Un compte-rendu de la visite du collectif au sein du centre INOE a donc été transmise à la DRIEAT qui, après avoir analysé le dossier et organisé une « visite surprise » sur le site début décembre, a rendu son verdict : une « mise en demeure » a été signifiée à INOE pour demander la mise en place d’un dispositif permettant de limiter la propagation des odeurs, et pour qu’une étude sur les rejets de poussières soit réalisée. « Pour la première fois, les préoccupations des riverains sont prises en compte par les autorités grâce à l’action de notre collectif, et surtout grâce à la tenue de notre registre des signalements qui constitue une preuve solide des nuisances que nous subissons », se ­satisfait Luc.

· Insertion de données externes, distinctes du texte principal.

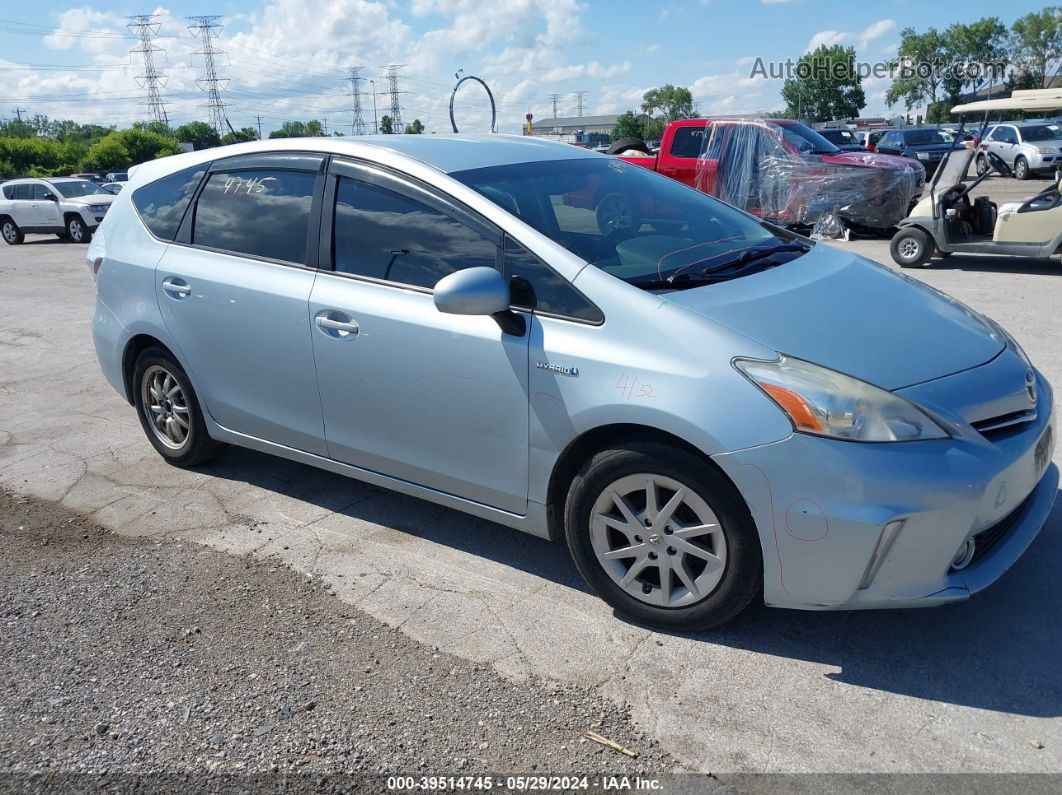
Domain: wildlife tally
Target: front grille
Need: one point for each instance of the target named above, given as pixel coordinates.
(1001, 421)
(989, 539)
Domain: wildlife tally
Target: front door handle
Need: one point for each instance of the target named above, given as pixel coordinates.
(337, 325)
(176, 289)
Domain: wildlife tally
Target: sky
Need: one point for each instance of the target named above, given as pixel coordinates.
(288, 58)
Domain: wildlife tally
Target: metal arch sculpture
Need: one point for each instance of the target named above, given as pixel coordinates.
(494, 111)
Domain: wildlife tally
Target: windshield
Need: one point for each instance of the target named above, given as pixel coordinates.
(805, 139)
(925, 137)
(1042, 133)
(628, 221)
(74, 188)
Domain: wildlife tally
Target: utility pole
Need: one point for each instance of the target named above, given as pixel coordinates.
(579, 102)
(357, 124)
(376, 123)
(142, 27)
(393, 92)
(206, 29)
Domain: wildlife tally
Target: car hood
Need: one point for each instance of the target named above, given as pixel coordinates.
(92, 199)
(852, 315)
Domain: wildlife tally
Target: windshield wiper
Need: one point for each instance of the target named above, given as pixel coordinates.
(722, 268)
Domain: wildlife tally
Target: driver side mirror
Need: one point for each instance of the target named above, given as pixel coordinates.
(473, 291)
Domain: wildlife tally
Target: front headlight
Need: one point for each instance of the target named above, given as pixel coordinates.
(829, 403)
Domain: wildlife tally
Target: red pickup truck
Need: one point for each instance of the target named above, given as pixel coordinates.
(783, 171)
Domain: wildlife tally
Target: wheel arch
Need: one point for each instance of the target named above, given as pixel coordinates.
(591, 442)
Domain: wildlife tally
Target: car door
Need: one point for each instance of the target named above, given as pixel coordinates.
(234, 289)
(435, 399)
(46, 206)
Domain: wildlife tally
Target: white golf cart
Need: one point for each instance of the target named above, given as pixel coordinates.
(947, 222)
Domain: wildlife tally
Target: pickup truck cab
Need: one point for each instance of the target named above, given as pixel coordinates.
(68, 207)
(785, 172)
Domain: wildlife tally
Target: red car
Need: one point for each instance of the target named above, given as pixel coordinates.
(783, 171)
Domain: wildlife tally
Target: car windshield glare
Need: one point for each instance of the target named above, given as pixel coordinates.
(626, 220)
(1042, 133)
(75, 188)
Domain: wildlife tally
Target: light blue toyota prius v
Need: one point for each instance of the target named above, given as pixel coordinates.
(709, 410)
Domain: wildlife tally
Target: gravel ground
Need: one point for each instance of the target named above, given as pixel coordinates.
(125, 654)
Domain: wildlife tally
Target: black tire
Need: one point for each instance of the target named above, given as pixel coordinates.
(10, 231)
(198, 447)
(76, 231)
(742, 577)
(911, 247)
(624, 143)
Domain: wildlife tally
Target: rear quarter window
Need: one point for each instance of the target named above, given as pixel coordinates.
(163, 203)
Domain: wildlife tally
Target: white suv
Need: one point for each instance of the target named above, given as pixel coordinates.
(65, 206)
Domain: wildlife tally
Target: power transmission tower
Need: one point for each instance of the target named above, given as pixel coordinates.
(142, 27)
(358, 124)
(206, 28)
(579, 102)
(393, 92)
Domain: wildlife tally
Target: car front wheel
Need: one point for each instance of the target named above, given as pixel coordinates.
(169, 410)
(12, 235)
(663, 537)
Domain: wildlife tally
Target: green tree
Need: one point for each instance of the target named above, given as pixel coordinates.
(1035, 45)
(671, 102)
(826, 85)
(245, 134)
(199, 134)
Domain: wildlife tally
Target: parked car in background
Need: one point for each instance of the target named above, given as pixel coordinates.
(1028, 148)
(427, 314)
(843, 138)
(925, 144)
(780, 170)
(64, 206)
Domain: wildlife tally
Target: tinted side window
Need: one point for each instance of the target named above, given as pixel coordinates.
(536, 287)
(388, 236)
(161, 204)
(264, 212)
(687, 142)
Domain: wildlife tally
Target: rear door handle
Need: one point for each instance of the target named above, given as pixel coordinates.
(176, 289)
(336, 324)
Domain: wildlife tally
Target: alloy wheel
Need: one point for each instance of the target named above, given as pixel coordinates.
(166, 408)
(658, 540)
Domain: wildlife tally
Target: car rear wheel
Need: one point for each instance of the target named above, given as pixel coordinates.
(663, 537)
(76, 231)
(12, 235)
(170, 412)
(911, 247)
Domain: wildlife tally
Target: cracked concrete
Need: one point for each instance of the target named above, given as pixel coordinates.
(969, 688)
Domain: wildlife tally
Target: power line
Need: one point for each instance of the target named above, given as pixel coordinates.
(579, 102)
(205, 29)
(392, 75)
(357, 124)
(146, 30)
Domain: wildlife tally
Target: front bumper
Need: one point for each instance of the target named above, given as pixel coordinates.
(821, 506)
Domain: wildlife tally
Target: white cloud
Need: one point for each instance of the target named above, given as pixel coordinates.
(861, 38)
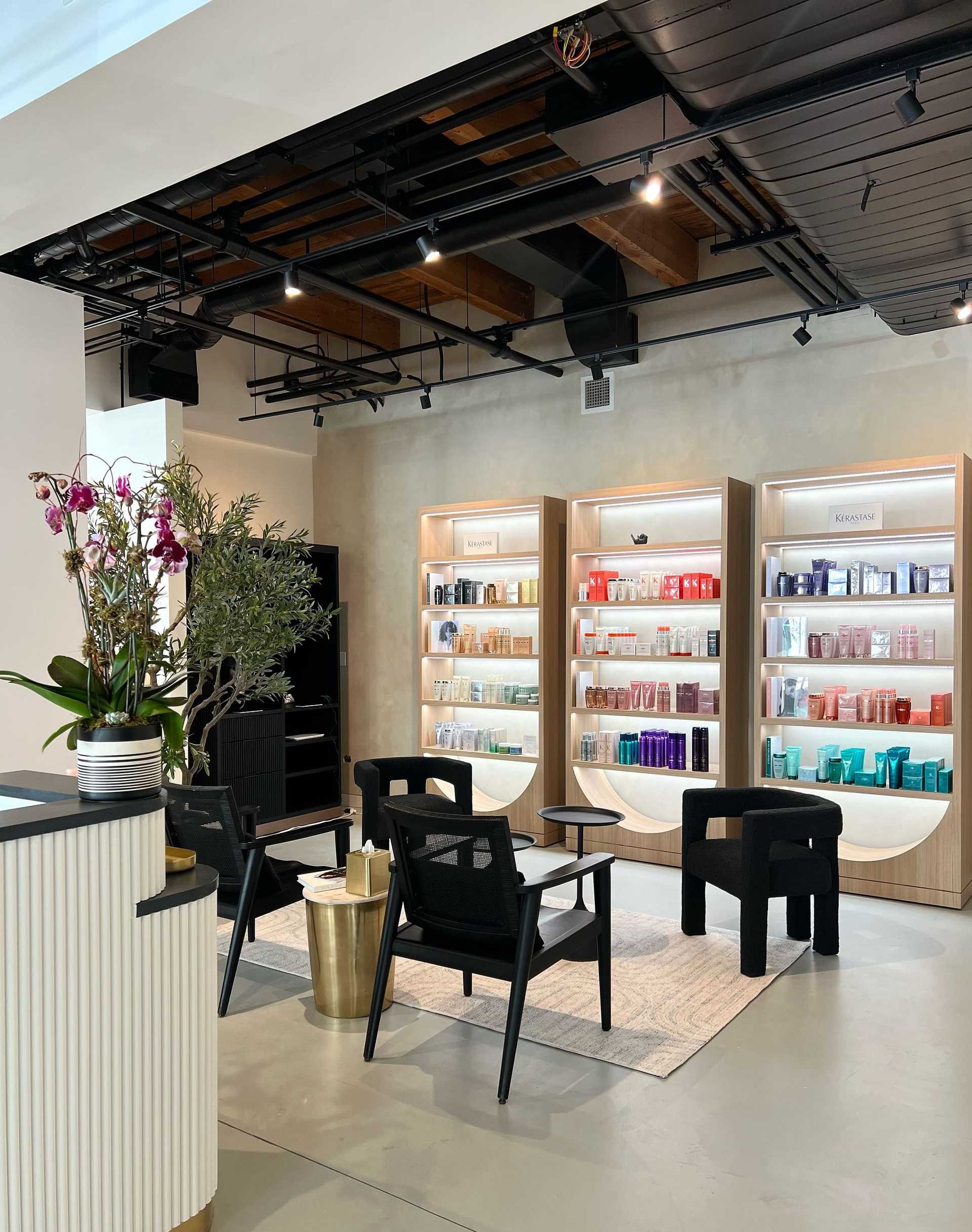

Cependant, il n’y a pas encore de quoi crier victoire pour le fondateur du collectif, qui s’interroge toujours sur « les conditions dans lesquelles seront réalisés les dispositifs et études », et si cette mise en demeure ne risque pas « d’inciter INOE à jouer la montre sans vraiment chercher à trouver des solutions rapides et efficaces ».

Dans tous les cas, INOE ne s’éternisera pas sur son site vernolitain. Si les membres de Respire78 doutent de la promesse du directeur, qui leur a annoncé que la société fera ses bagages « d’ici un an et demi », la Mairie maintient que le terrain qui accueille le centre doit être revalorisé dans le cadre du projet Grosse Pierre. « L’État et GPSEO travaillent ardemment avec la société pour accompagner le déménagement de cette plate-forme sur un espace plus approprié », assure la Ville. L’objectif d’INOE serait d’ailleurs de développer un pôle d’excellence autour de la filière bois. Encore faut-il que des habitations ne se situent pas à proximité.

Contactée, la société INOE n’a pas souhaité apporter de ­commentaires.